The Scottish Government are the ones who provoked this, with their blanket condemnation of our club during the Bolingoli affair and then with the way they hammered at us for days over the Dubai trip.

I didn’t agree with that trip, and thought we got what we deserved.

But when you compare it to how a certain other organisation was congratulated after its own breach (and it wasn’t even their first one, their first one, and the most serious by far, was ignored completely) it stank. So too did the reluctance to offer any kind of condemnation at all after the last violation which involved them and for which nobody was even punished.

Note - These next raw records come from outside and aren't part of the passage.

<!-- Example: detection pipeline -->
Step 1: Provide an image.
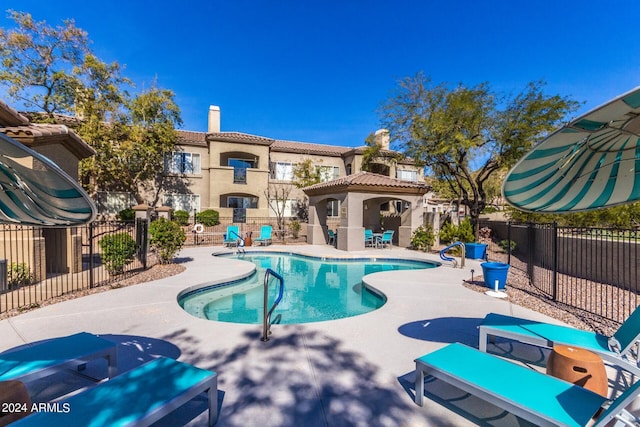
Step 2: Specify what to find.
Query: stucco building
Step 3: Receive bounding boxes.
[152,106,424,226]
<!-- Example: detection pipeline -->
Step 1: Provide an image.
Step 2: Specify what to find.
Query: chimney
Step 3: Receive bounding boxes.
[374,129,389,150]
[207,105,220,133]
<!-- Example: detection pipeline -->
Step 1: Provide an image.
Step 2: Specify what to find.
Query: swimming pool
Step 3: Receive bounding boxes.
[178,252,439,324]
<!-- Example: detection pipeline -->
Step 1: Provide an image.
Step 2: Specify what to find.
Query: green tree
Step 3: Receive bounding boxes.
[293,158,322,188]
[149,218,187,264]
[0,11,128,122]
[0,11,184,206]
[380,73,578,239]
[360,133,404,172]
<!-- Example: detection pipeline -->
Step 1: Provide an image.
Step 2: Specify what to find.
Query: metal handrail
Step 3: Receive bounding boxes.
[261,268,284,342]
[230,230,246,253]
[440,242,467,268]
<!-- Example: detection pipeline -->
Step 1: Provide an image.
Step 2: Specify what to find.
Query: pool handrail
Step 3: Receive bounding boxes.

Yesterday’s scenes, and the ones that are doubtless unfolding as I write this, have pushed me to the point where the double standard is too much to simply ignore.

To confront it and face it and accept that it’s real requires me to actually do something more than just condemn it … and so I am considering my vote and at this moment they aren’t getting it.

If there isn’t a more vocal reaction, if there isn’t a police investigation into yesterday’s events and arrests made over them, then my mind’s made up.

If there’s a repeat of those scenes I’m going to repost this article on the eve of the election itself, prior to voting for Patrick Harvie and his merry band.

I’m not okay with this, I’m not okay with our club and our fans and our institution being used as the whipping boys for this government whilst other people do as they like.

It’s not a conspiracy, it’s the stinking low-order politics I despise most in the world and I’m not going to blindly give my vote to a party that behaves that way. I’m not asking anybody to follow suit.

I’m just telling you what my thinking is and why, and you can do with that what you like.

I’m going to tell you right now that I do not want to do this … but I will do it.

I’m not alone in feeling this way, and if Sturgeon wants to make sure that her position isn’t susceptible to challenges and future political earthquakes – and I very much believe that she is exceptionally vulnerable to those – then she needs the majority which angry voters who otherwise have no reason not to support her might well deny her.